Rheinische Post: Renten-Märchen Kommentar Von Antje Höning
Düsseldorf (ots)
Keine Sozialreform ist in der Bevölkerung so unbeliebt wie die Anhebung des Renteneintrittsalters auf 67 Jahre. Nun startet die Reform. Wer in diesem Jahr 65 wird, muss einen Monat über seinen Geburtstag hinaus arbeiten, um die volle Rente zu bekommen. Diesen Anlass nutzt CSU-Chef Horst Seehofer, um die Rente mit 67 infrage zu stellen und mal wieder den Volkstribun zu geben. Das ist absurd.
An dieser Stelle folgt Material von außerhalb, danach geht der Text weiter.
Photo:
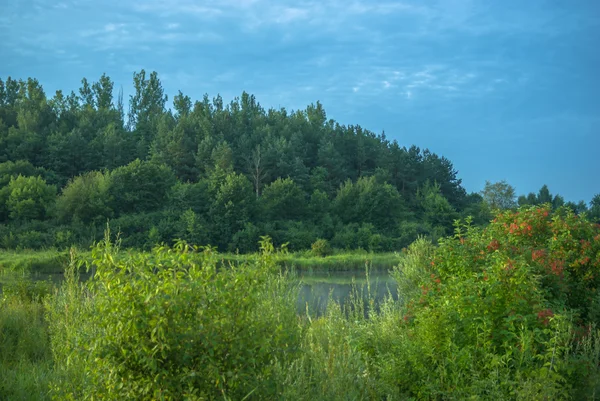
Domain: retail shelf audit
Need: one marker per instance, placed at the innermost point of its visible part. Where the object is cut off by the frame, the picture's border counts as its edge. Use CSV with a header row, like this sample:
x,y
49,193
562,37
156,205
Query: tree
x,y
283,199
436,209
30,198
232,208
86,198
367,201
146,106
594,211
499,195
140,187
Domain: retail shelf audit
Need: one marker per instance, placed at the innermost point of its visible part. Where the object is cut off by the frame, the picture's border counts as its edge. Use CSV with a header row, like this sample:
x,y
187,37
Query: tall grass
x,y
33,262
26,366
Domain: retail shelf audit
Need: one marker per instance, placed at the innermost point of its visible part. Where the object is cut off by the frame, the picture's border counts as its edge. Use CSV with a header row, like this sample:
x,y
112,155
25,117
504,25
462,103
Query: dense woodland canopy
x,y
220,174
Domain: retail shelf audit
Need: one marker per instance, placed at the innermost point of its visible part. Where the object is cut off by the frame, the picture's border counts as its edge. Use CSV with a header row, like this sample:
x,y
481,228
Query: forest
x,y
222,174
171,226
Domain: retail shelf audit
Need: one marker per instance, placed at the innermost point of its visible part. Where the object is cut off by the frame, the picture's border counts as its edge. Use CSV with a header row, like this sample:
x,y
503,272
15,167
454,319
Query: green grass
x,y
54,262
25,357
45,262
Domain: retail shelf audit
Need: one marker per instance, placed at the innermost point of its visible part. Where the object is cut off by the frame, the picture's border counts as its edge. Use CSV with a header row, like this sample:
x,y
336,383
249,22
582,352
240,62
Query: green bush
x,y
321,248
506,312
170,325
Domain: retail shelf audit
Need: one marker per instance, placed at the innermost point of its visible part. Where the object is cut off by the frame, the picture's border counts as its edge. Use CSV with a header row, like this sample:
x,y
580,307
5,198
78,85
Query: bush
x,y
321,248
170,325
504,312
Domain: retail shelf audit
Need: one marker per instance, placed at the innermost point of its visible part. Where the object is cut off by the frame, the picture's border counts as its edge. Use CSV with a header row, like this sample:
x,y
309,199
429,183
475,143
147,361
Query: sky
x,y
507,90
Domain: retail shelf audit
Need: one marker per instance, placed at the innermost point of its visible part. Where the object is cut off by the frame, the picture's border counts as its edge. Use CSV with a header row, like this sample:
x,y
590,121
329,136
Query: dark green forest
x,y
221,174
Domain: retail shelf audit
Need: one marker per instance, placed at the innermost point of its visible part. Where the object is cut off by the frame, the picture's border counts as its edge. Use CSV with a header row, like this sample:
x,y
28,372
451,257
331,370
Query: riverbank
x,y
55,262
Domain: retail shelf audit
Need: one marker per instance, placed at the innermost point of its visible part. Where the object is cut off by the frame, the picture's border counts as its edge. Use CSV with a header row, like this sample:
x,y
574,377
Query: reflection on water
x,y
318,287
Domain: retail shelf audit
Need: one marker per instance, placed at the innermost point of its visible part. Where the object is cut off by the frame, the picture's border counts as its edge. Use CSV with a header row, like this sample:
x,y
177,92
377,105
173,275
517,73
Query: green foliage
x,y
321,248
368,201
495,313
29,198
171,326
140,187
25,358
85,198
283,199
499,195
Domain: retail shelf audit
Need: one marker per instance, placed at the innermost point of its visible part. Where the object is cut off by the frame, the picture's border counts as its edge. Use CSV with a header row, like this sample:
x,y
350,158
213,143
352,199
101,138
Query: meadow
x,y
506,312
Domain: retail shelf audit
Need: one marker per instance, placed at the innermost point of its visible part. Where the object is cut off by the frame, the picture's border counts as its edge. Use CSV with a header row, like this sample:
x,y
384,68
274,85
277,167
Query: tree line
x,y
220,174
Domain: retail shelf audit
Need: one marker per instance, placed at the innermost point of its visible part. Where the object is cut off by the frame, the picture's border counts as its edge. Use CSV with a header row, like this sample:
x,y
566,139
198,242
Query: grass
x,y
25,358
54,261
43,262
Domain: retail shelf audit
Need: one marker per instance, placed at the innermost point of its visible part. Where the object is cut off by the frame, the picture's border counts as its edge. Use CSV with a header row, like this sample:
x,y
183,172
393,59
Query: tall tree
x,y
499,195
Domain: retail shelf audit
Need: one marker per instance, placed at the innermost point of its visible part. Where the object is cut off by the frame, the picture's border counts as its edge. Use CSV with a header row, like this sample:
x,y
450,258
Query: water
x,y
316,287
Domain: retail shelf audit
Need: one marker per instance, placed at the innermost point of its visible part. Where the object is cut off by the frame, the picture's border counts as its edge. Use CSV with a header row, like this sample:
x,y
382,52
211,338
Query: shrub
x,y
499,313
321,248
170,325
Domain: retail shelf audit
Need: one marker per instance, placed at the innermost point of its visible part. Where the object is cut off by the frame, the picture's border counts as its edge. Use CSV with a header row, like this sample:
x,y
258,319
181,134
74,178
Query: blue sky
x,y
505,89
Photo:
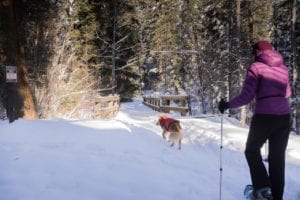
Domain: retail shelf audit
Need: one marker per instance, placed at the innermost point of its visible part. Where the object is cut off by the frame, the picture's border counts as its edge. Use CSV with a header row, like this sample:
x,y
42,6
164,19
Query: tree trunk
x,y
29,111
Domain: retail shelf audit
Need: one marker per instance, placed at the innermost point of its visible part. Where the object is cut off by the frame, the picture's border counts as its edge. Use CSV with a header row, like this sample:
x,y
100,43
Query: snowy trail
x,y
126,158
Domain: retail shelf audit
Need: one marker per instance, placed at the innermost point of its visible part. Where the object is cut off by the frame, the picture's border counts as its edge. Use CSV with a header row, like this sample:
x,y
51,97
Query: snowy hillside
x,y
127,159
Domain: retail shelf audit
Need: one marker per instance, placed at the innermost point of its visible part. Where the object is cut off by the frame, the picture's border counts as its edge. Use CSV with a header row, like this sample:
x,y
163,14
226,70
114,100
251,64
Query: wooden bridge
x,y
167,103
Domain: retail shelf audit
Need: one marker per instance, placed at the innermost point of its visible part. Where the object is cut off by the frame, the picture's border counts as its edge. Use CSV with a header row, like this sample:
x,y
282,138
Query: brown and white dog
x,y
173,127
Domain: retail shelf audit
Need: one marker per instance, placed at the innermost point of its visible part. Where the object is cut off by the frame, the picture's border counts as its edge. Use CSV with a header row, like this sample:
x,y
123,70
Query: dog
x,y
171,126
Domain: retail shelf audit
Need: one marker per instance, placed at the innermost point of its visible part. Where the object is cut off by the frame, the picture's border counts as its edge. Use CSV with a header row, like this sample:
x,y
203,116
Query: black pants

Die CSU war Teil jener großen Koalition, die die Reform einst beschlossen hatte. Und das aus gutem Grund: Weil die Deutschen erfreulicherweise länger leben als früher, beziehen sie auch länger Rente. Wer 1970 in Rente ging, lebte im Schnitt noch elf Jahre. Inzwischen sind es 18 Jahre. Das hält ohne Reform keine Rentenkasse aus, zumal im schrumpfenden Deutschland immer weniger Arbeitnehmer in sie einzahlen. Seehofer behauptet, Ältere hätten schlechte Beschäftigungs-Chancen. Ein weiß-blaues Märchen. Ältere sind in Deutschland mehr als andere vor Kündigungen geschützt. In Bayern herrscht vielerorts bereits Vollbeschäftigung. Wer vorzeitig in Rente geht, geht meist freiwillig. Und das mit Abschlägen, die weit unter denen liegen, die versicherungsmathematisch notwendig wären. Seehofers Not mit Blick auf die Bayern-Wahl 2013 scheint groß zu sein.